Inflation Rate: 2020 - 2024
Fed Funds Rate: 2021 and beyond
Politics and the Stock Market
We are in the midst of another contentious presidential cycle. Our country has become increasingly partisan, and the political divisions that exist can lead some investors to feel as if their financial success is contingent upon their preferred candidate or political party prevailing. However, mixing long-term investment strategy with partisan politics rarely succeeds. As you can see from the chart below, in both Democratic and Republican administrations, stocks have advanced and in most instances the value of the stock market is higher at the end of either party’s tenure in office.
Forward looking
Stock Market Outlook
As the market continues to make new highs seemingly on a daily basis it is inevitable that price becomes stretched relative to the earnings that companies are able to generate. We frequently incorporate the chart on the next page into our analysis of whether the stock market is over or under-valued. This chart is a favorite because it clearly contrasts price and earnings growth. When the light blue line, which is the S&P 500 price, stretches above the dark blue line, which is earnings growth, it is illustrating that the market is becoming increasingly overvalued. The opposite is true when the light blue line falls beneath the darker line.
Bond Market Outlook
The bond market and interest rates have an inverse relationship, which means that when interest rates increase, bond prices fall, and when interest rates decrease, bond prices rise. The inverse relationship becomes more pronounced with longer term bonds. With the first interest rate cut in September, and the expectation of more in the coming months, it seems that bond prices have a strong chance of increasing in the future. In that environment, longer term bonds will be more profitable than shorter-term bonds. Additionally, as interest rates increased during 2022 and 2023, we utilized more fixed rate investments, such as CD’s and Treasury bonds. With lower interest rates and the probability of further declines, it is our expectation that we will incorporate less CD’s and Treasury bonds and invest in more intermediate and long-term bond funds or ETFs.

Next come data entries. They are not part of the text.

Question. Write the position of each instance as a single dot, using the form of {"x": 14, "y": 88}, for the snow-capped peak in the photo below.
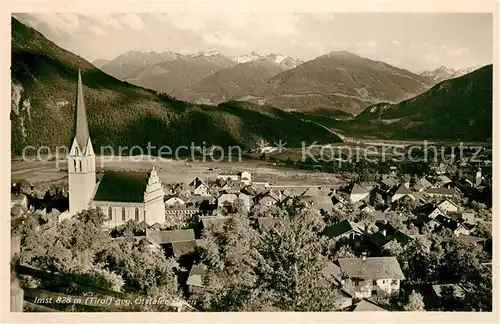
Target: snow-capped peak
{"x": 206, "y": 54}
{"x": 277, "y": 58}
{"x": 247, "y": 57}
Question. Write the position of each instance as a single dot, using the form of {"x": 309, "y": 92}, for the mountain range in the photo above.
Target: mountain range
{"x": 339, "y": 84}
{"x": 444, "y": 73}
{"x": 358, "y": 96}
{"x": 454, "y": 109}
{"x": 43, "y": 86}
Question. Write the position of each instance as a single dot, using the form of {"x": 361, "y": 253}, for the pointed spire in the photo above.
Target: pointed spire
{"x": 82, "y": 127}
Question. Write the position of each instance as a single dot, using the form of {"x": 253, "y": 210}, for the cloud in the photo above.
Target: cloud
{"x": 325, "y": 16}
{"x": 457, "y": 51}
{"x": 432, "y": 57}
{"x": 61, "y": 25}
{"x": 133, "y": 21}
{"x": 223, "y": 39}
{"x": 366, "y": 47}
{"x": 106, "y": 21}
{"x": 97, "y": 30}
{"x": 282, "y": 24}
{"x": 183, "y": 21}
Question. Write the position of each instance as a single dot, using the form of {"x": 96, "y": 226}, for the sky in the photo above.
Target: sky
{"x": 414, "y": 41}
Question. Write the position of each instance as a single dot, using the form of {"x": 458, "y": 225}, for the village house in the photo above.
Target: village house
{"x": 388, "y": 236}
{"x": 201, "y": 190}
{"x": 343, "y": 230}
{"x": 195, "y": 278}
{"x": 176, "y": 243}
{"x": 367, "y": 306}
{"x": 371, "y": 276}
{"x": 244, "y": 177}
{"x": 421, "y": 185}
{"x": 176, "y": 201}
{"x": 268, "y": 198}
{"x": 401, "y": 192}
{"x": 18, "y": 199}
{"x": 358, "y": 193}
{"x": 216, "y": 220}
{"x": 440, "y": 192}
{"x": 319, "y": 203}
{"x": 448, "y": 206}
{"x": 443, "y": 181}
{"x": 266, "y": 223}
{"x": 455, "y": 225}
{"x": 388, "y": 183}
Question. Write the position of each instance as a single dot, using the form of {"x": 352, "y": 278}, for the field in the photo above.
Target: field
{"x": 171, "y": 171}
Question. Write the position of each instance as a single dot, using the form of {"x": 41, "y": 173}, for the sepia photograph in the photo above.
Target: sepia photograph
{"x": 251, "y": 161}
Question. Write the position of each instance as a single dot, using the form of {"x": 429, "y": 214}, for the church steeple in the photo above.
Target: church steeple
{"x": 81, "y": 124}
{"x": 81, "y": 158}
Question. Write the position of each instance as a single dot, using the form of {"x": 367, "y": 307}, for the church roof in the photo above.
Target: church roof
{"x": 122, "y": 186}
{"x": 82, "y": 127}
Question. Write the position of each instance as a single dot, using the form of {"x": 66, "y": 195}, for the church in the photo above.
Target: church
{"x": 121, "y": 195}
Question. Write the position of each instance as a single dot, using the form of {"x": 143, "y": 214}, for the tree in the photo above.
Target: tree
{"x": 415, "y": 303}
{"x": 345, "y": 251}
{"x": 79, "y": 249}
{"x": 277, "y": 269}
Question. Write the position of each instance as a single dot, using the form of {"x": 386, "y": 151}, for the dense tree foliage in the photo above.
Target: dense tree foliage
{"x": 78, "y": 247}
{"x": 275, "y": 269}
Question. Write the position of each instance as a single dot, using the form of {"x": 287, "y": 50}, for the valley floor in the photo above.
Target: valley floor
{"x": 171, "y": 171}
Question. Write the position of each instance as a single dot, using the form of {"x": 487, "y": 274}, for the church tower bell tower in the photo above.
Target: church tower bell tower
{"x": 81, "y": 158}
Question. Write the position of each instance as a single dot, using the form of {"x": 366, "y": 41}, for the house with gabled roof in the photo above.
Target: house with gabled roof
{"x": 177, "y": 200}
{"x": 367, "y": 306}
{"x": 176, "y": 242}
{"x": 443, "y": 181}
{"x": 18, "y": 199}
{"x": 383, "y": 239}
{"x": 266, "y": 223}
{"x": 440, "y": 192}
{"x": 319, "y": 203}
{"x": 343, "y": 230}
{"x": 195, "y": 278}
{"x": 371, "y": 276}
{"x": 358, "y": 193}
{"x": 402, "y": 191}
{"x": 268, "y": 198}
{"x": 217, "y": 220}
{"x": 388, "y": 183}
{"x": 421, "y": 185}
{"x": 448, "y": 206}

The information provided is for educational and informational purposes only and does not constitute investment advice and it should not be relied on as such. It should not be considered a solicitation to buy or an offer to sell a security. It does not take into account any investor's particular investment objectives, strategies, tax status or investment horizon. You should consult your attorney or tax advisor.
The views expressed in this commentary are subject to change based on market and other conditions. These documents may contain certain statements that may be deemed forward looking statements. Please note that any such statements are not guarantees of any future performance and actual results or developments may differ materially from those projected. Any projections, market outlooks, or estimates are based upon certain assumptions and should not be construed as indicative of actual events that will occur.